Function
Lysyl-tRNA synthetase (LysS) is a member of the class II aminoacyl-tRNA synthetases and catalyses the specific aminoacylation of tRNA(Lys). There are two different proteins that code for lysyl-tRNA synthase, LysS and LysU. The LysS is expressed under normal contionds, where the LysU is overexpressed in conditions like high temperature, anaerobiosis, low external pH, or the presence of leucine. [1] The source organism comes from Escherichia coli. The LysS is a protein that plays an important role in the translation of the genetic sequence. The LysS aids in an accurate translation of the mRNA. [2]
Relevance
A defect in the translation of the genetic material from LysS would impact the functionality of the protein. The LysS gene has been determined to coincide with the HerC gene.

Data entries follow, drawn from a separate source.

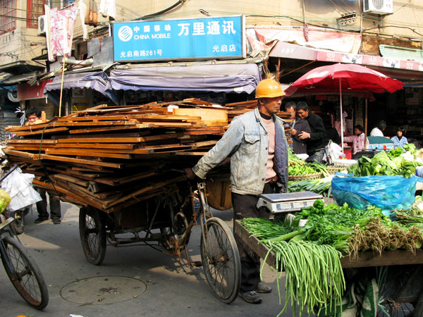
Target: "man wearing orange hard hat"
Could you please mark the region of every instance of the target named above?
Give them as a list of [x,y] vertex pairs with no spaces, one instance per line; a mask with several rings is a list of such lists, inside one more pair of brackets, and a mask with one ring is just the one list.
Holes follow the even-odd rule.
[[[254,110],[235,118],[222,138],[192,168],[185,168],[188,178],[204,179],[207,173],[231,157],[231,190],[234,220],[269,218],[266,211],[256,207],[261,194],[286,192],[288,143],[279,111],[285,92],[274,80],[257,85]],[[258,293],[271,288],[260,281],[260,259],[235,237],[241,261],[240,296],[259,304]]]

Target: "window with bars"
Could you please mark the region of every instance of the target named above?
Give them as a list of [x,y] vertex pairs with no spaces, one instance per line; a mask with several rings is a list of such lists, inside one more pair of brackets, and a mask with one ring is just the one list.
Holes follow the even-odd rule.
[[16,28],[16,0],[0,0],[0,35]]
[[38,17],[44,13],[46,0],[27,0],[27,27],[38,27]]

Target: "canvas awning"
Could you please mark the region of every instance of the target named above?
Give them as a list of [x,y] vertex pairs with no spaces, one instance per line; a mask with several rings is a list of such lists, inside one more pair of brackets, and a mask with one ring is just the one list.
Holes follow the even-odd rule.
[[[114,103],[118,103],[118,98],[116,92],[106,90],[108,76],[103,71],[75,73],[65,74],[63,77],[63,89],[87,88],[94,89],[107,97]],[[46,85],[44,94],[60,90],[61,87],[62,75],[56,76],[51,82]]]
[[142,67],[111,70],[107,89],[251,94],[261,79],[256,63]]

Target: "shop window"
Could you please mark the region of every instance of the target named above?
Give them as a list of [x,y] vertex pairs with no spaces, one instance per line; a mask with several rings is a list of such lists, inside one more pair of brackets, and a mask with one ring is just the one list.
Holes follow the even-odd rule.
[[63,6],[69,6],[76,2],[76,0],[63,0]]
[[59,10],[72,6],[75,3],[76,0],[47,0],[47,4],[50,6],[50,8],[57,8]]
[[16,28],[16,0],[0,0],[0,34]]
[[46,0],[27,0],[27,27],[38,27],[38,17],[44,13]]

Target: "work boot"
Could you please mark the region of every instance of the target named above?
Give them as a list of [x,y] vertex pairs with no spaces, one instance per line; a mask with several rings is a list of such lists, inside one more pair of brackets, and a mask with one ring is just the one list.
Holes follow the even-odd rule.
[[49,218],[48,216],[39,216],[38,218],[34,220],[34,223],[41,223],[45,220],[47,220],[48,218]]
[[262,301],[262,297],[256,291],[240,292],[239,295],[250,304],[260,304]]
[[266,285],[263,282],[259,282],[256,287],[256,291],[258,293],[270,293],[271,292],[271,287]]

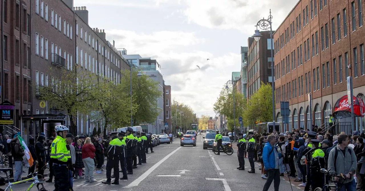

Through overproducing the HerC gene a rapid mass scale of Lysyl-tRNA synthase can be made. Lysyl-tRNA synthase has been thought to be used for a drug target that lead to drug discovery capable of clearing parasites from mouse models with malaria and cryptosporidiosis infection. [3]
Disease
A mutation in the LysS has shown to have played a role in the reduction of the outer membrane vesiculation. [4] With the overproduction of the HerC a mutation could happen causing macrocephaly.
Structural highlights
The first interaction that leads to a reorganization of the active site is from the binding of the α amino group from the lysine and the carbonyl oxygen of Gly216. The second interaction is between the carboxylate group and the side chin of Arg262. The interactions of both lead to the
. When reorganizing the active sites, the ordering of two loops (residues 215-217 and 444-455) are formed. The change in the conformation of residues 393-409 is another result from the reorganization. The final change is the rotation of a 4-helix bundle (located between motif 2 & 3) by 10°. The results of these interactions is the closing up of active site upon lysine binding.[5]